Einstein, Chaplin, Mandela et les autres
« Nous avons fait des listes, au départ nous avions 372 noms », continue Marie Desplechin. On devine les conversations interminables entre ces deux grands auteurs du livre jeunesse, qui se sont finalement arrêtés sur des figures incontournables (Albert Einstein, Anne Frank, Charlie Chaplin, Nelson Mandela ou encore Frida Kahlo) et surtout des noms moins connus, voire pas du tout. Le parti pris peut étonner, mais ce panachage, un peu grand bazar certes, fait tout le charme du projet, qui sait éviter l’écueil d’une partition trop attendue.
« Notre choix n’est pas du tout rationnel, et parfois complètement irrationnel, sourit Marie Desplechin. Pour le Maghreb, nous avons par exemple deux personnes qui font à peu près la même chose en même temps : Abdelkader Ibn Muhieddine, qui est un de mes héros préférés, et Fatma Sid Ahmed, une figure qui fascine Claude. Le livre nous ressemble vraiment à tous les deux ! »
A l’écouter, la fantaisie serait à chercher du côté de Claude Ponti, et l’aspect plus documentaire du sien. A lui, l’histoire de la fille de l’Homme invisible (!), du fils de Guillaume Tell, du tout premier enfant du monde, d’Adam et Eve mais aussi, en Lorrain qu’il est, de Saint-Nicolas.

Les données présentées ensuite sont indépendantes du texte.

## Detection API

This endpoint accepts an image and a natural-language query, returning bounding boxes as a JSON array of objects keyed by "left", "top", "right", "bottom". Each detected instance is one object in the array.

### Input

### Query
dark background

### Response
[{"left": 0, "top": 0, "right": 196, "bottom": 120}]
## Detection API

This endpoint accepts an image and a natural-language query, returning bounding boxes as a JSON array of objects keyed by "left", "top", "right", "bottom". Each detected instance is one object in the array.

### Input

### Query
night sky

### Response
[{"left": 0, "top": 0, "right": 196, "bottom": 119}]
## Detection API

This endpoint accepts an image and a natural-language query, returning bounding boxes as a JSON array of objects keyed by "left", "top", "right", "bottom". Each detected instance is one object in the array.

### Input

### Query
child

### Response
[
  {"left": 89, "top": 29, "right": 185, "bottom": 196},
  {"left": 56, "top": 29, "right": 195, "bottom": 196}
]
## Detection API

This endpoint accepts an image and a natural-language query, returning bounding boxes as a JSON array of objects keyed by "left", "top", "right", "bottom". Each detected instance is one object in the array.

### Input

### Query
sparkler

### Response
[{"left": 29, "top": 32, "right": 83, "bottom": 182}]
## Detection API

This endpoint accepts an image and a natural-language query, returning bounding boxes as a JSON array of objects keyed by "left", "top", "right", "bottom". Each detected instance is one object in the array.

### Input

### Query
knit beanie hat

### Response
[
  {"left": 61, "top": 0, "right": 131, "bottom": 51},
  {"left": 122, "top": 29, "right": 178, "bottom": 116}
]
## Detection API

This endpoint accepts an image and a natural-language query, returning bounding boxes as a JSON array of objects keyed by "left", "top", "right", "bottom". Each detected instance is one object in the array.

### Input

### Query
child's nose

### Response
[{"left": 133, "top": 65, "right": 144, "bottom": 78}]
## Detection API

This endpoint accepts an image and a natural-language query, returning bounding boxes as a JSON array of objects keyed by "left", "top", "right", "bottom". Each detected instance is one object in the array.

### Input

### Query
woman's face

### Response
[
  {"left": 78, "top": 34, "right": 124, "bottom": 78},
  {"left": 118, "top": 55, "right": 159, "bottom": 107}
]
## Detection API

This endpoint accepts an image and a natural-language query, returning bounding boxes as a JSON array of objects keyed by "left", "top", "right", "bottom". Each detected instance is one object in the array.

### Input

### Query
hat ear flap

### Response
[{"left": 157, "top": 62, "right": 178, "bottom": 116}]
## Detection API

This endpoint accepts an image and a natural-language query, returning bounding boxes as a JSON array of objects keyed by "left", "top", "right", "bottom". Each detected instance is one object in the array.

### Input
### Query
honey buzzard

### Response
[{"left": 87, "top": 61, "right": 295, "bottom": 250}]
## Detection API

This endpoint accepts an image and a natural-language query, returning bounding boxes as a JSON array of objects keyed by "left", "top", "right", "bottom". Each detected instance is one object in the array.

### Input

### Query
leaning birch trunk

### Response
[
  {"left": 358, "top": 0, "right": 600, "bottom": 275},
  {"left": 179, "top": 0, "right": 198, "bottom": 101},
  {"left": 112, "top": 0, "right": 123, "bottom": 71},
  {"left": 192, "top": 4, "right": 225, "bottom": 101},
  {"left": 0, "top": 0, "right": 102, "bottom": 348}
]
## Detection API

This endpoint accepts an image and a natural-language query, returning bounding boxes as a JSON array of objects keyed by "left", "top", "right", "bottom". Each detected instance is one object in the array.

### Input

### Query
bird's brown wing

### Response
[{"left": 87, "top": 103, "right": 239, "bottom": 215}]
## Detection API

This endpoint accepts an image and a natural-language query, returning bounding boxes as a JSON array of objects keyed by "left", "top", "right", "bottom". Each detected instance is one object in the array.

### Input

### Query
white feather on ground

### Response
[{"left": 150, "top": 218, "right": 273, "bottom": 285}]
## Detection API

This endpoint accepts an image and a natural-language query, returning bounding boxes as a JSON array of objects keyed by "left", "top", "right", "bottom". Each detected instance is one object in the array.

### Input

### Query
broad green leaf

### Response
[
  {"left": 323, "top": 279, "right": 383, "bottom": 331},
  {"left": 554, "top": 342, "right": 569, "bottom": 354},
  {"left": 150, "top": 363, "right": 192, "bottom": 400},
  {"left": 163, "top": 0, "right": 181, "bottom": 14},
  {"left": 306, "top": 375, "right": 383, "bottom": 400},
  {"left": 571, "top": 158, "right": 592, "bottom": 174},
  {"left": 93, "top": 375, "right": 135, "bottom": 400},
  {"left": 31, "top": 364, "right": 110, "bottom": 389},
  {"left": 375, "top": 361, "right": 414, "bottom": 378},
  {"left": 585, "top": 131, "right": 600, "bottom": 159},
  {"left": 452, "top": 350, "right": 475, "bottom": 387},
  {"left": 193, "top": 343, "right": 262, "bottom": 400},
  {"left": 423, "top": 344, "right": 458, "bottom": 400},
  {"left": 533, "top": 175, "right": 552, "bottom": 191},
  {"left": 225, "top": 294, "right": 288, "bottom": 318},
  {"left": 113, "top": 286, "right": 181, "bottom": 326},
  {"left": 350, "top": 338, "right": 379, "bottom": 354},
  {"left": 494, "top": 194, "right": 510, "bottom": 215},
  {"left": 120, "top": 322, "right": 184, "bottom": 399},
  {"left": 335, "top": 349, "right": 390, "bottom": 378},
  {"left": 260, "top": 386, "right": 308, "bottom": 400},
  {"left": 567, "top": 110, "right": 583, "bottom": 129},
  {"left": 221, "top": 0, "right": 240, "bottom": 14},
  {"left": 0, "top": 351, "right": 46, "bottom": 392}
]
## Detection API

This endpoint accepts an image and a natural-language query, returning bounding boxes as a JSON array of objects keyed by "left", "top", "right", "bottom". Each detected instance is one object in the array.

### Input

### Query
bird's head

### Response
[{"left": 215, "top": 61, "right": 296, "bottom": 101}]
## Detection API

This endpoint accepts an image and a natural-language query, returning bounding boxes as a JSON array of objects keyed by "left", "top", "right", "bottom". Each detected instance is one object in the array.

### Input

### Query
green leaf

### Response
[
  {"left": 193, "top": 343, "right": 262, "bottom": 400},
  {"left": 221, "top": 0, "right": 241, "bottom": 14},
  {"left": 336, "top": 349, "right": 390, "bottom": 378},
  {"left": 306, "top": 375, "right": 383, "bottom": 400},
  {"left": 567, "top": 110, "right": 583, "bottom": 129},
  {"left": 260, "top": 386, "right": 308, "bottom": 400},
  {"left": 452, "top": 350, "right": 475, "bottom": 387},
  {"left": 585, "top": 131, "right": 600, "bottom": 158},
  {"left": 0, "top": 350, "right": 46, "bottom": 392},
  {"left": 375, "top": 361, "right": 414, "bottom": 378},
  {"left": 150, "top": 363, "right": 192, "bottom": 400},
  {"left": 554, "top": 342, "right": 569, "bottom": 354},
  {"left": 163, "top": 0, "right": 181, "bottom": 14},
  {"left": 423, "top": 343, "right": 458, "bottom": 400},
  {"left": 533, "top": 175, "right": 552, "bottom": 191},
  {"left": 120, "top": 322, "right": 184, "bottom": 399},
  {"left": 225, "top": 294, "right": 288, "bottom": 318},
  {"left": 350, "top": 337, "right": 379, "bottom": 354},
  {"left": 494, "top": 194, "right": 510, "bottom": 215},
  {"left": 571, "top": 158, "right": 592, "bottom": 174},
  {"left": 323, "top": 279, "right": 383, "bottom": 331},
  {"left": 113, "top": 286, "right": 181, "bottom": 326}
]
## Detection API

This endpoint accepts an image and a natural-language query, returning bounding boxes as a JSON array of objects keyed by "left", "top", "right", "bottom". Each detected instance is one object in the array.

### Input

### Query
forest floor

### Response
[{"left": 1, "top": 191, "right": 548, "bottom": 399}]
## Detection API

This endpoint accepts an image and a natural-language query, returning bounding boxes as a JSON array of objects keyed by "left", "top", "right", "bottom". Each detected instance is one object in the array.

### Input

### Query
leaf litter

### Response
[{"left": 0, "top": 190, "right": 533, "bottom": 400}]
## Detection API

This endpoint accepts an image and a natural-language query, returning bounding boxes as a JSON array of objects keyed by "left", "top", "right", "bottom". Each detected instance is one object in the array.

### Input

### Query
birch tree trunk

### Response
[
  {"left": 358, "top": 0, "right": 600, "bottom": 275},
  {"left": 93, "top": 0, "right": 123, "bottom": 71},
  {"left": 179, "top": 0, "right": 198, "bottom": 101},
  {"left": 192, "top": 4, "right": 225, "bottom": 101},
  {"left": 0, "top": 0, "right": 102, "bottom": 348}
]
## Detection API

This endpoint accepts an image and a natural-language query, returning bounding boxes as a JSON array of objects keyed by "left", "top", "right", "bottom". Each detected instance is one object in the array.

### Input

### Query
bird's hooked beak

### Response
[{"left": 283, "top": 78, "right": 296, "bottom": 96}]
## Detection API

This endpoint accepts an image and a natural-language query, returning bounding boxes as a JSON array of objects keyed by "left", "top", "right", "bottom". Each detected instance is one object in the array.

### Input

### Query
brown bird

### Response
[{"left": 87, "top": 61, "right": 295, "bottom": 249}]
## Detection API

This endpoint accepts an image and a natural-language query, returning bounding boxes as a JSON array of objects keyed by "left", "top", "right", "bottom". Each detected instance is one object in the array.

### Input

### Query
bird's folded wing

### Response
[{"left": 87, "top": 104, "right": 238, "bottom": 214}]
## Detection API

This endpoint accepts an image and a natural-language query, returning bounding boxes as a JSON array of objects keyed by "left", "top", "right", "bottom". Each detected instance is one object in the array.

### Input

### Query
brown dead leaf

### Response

A elle, la comtesse de Ségur, Louise Michel, Edmond Albius, le jeune inventeur de la vanille Bourbon, De Gaulle, « toute mon enfance à Lille », Bernadette Soubirous ou encore la propre grand-mère de l’auteure. De Charles de Gaulle, on apprend la volonté précoce. « A en croire sa grande sœur Marie-Agnès, il montre déjà son goût pour le commandement lorsqu’il joue aux soldats de plomb. Il distribue les rôles : lui est le roi de France et dirige l’armée française. »
« Constance, pugnacité, volonté de vivre »
L’enfance permet aussi d’aborder l’Histoire sous un autre prisme. Plutôt que de parler de Pasteur et de Rosa Parks, les figures que les livres scolaires retiennent d’habitude comme héroïques, les auteurs évoquent Joseph Meister, le petit garçon qui testa le vaccin contre la rage, ou Claudette Colvin qui, du haut de ses 15 ans, refusa la première de céder sa place à un voyageur blanc dans le bus qui la ramenait de l’école. De même, au lieu de Paul Bocuse, on lit l’histoire d’Eugénie Brazier, la première femme cheffe à avoir obtenu trois étoiles au guide Michelin.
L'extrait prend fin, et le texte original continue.